6.2 Voor zover Woonstad al gehouden zou zijn kosten te vergoeden, dan dienen die dus berekend te worden vanaf 17 december 2009. Dergelijke kosten zijn er niet. De werkzaamheden die nadien nog zijn verricht stonden een normaal gebruik van de woning niet in de weg. Die latere werkzaamheden hebben hooguit enige ergernis veroorzaakt, maar dat is onvoldoende voor een schadevergoedingsplicht. Ook de einddatum van 21 januari 2010 klopt dus niet.

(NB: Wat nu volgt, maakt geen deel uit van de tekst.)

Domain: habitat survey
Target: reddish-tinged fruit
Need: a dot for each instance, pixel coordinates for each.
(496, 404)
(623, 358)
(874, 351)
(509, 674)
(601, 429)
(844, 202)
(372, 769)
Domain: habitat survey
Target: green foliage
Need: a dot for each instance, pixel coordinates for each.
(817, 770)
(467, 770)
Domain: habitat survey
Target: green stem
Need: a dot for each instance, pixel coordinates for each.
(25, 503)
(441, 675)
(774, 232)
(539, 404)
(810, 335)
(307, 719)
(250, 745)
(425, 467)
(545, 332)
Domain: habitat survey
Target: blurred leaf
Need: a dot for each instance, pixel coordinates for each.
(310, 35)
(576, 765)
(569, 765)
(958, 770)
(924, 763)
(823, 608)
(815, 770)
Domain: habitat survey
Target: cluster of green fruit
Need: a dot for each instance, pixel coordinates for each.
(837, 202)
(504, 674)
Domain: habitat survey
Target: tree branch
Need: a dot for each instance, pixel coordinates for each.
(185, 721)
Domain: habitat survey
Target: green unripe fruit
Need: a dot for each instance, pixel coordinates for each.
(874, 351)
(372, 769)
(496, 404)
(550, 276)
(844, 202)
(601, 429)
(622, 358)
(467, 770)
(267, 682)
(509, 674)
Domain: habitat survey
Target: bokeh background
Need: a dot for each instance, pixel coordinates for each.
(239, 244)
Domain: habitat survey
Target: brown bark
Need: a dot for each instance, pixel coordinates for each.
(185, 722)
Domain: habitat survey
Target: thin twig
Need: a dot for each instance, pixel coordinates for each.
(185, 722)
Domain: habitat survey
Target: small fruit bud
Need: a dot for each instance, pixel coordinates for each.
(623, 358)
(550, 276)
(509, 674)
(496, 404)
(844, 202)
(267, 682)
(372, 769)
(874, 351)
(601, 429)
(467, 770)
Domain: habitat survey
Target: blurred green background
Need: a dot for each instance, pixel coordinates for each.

6.3 Het gestelde schadebedrag is onvoldoende onderbouwd.
7 De beoordeling
in conventie
7.1 Partijen twisten over de uitleg van de op 3 december 2009 gemaakte afspraken, zoals zij deze hebben vastgelegd in het handgeschreven stuk van die datum (zie 2.4). Het gaat hier dus om de uitleg van een overeenkomst. Daarbij komt het aan op de betekenis die zij over en weer aan de gedane mededelingen en de gebruikte bewoordingen in de gegeven omstandigheden redelijkerwijs hebben kunnen geven. Bij de beoordeling daarvan zijn alle omstandigheden van het geval van belang, steeds gewaardeerd naar de maatstaven van redelijkheid en billijkheid. Daarbij valt te denken aan de hoedanigheid van partijen, zoals een bijzondere deskundigheid of juist het ontbreken daarvan. In de praktijk komt ook vaak betekenis toe aan de betekenis die de gebruikte bewoordingen in het maatschappelijk verkeer normaal gesproken hebben. Stelplicht en eventuele bewijslast rusten op Woonstad. Zij beroept zich op de rechtsgevolgen van de gestelde feiten, te weten een verplichting van [gedaagde] mee te werken aan vrijgave van het depot ten behoeve van Woonstad. Tegen deze achtergrond overweegt de rechtbank als volgt.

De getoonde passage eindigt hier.